The problem is compounded by the fact that many practitioners optimize for accuracy alone, assuming that high performance implies robustness. This assumption is false. A model can learn spurious correlations that happen to yield correct labels most of the time while completely ignoring the causal or logical structure of the task. Logical compliance metrics force practitioners to ask: does the model “understand” the rules, or is it just pattern-matching?

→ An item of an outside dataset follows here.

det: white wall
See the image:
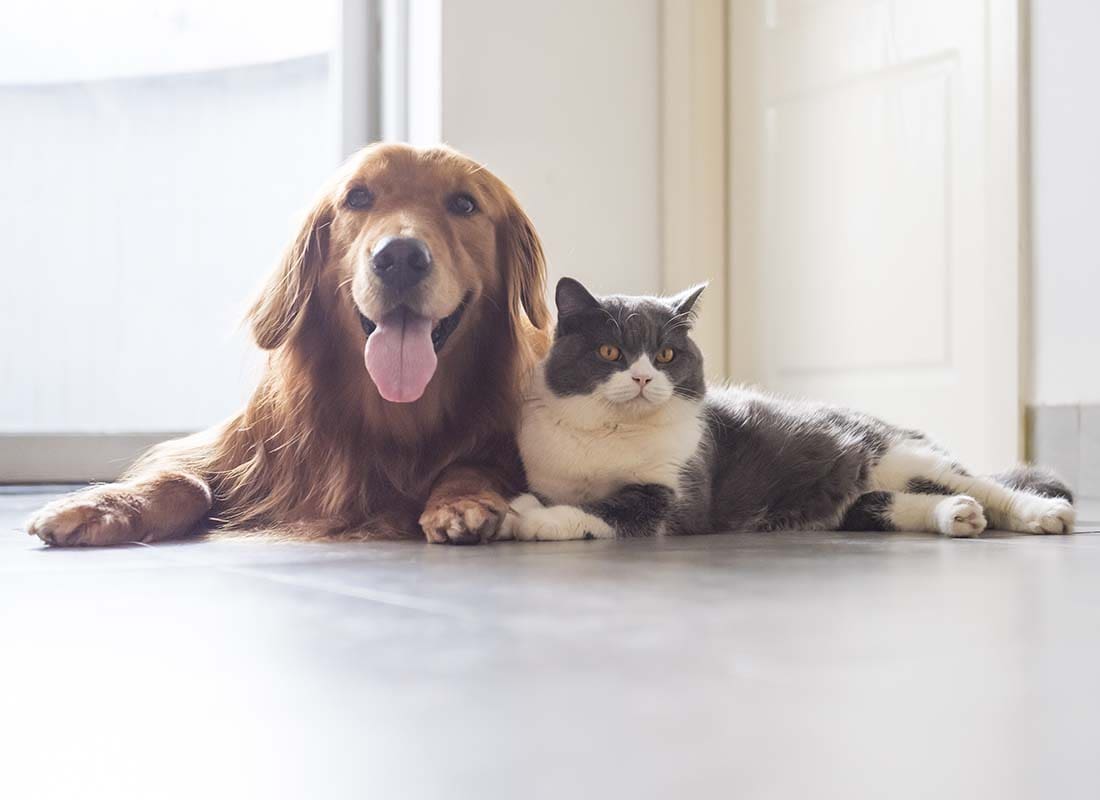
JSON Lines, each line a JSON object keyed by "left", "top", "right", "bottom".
{"left": 1030, "top": 2, "right": 1100, "bottom": 406}
{"left": 437, "top": 0, "right": 661, "bottom": 297}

Implications for AI Practitioners

First, this work provides a practical tool for auditing models before deployment. Instead of relying solely on hold-out accuracy, teams can define a set of logical constraints—either hand-crafted or extracted from domain knowledge—and measure how often the model violates them. This is especially valuable for high-stakes applications where interpretability is required.

Second, it shifts the evaluation paradigm from “how often is the model right?” to “how often does the model reason correctly?” This distinction matters because a model that is logically compliant is more likely to generalize to out-of-distribution data. If a model’s predictions follow the rules of the domain, they are less likely to fail in unexpected ways when the input distribution shifts.

Third, the framework opens the door to hybrid evaluation pipelines: combine traditional accuracy metrics with logical compliance scores. A model that scores well on both is more trustworthy than one that excels on accuracy alone. This is a concrete step toward building AI systems that are not just performant but also reliable and accountable.

Key Takeaways

  • Standard accuracy metrics miss systematic logical violations in model predictions, which can lead to failures in regulated or safety-critical domains.
  • Logical compliance provides a complementary evaluation axis that measures whether a model respects domain-specific rules and constraints.
  • Practitioners should incorporate logical compliance checks into their model validation pipelines, especially for high-stakes applications.
  • This approach improves trustworthiness and generalization by ensuring models reason correctly, not just pattern-match accurately.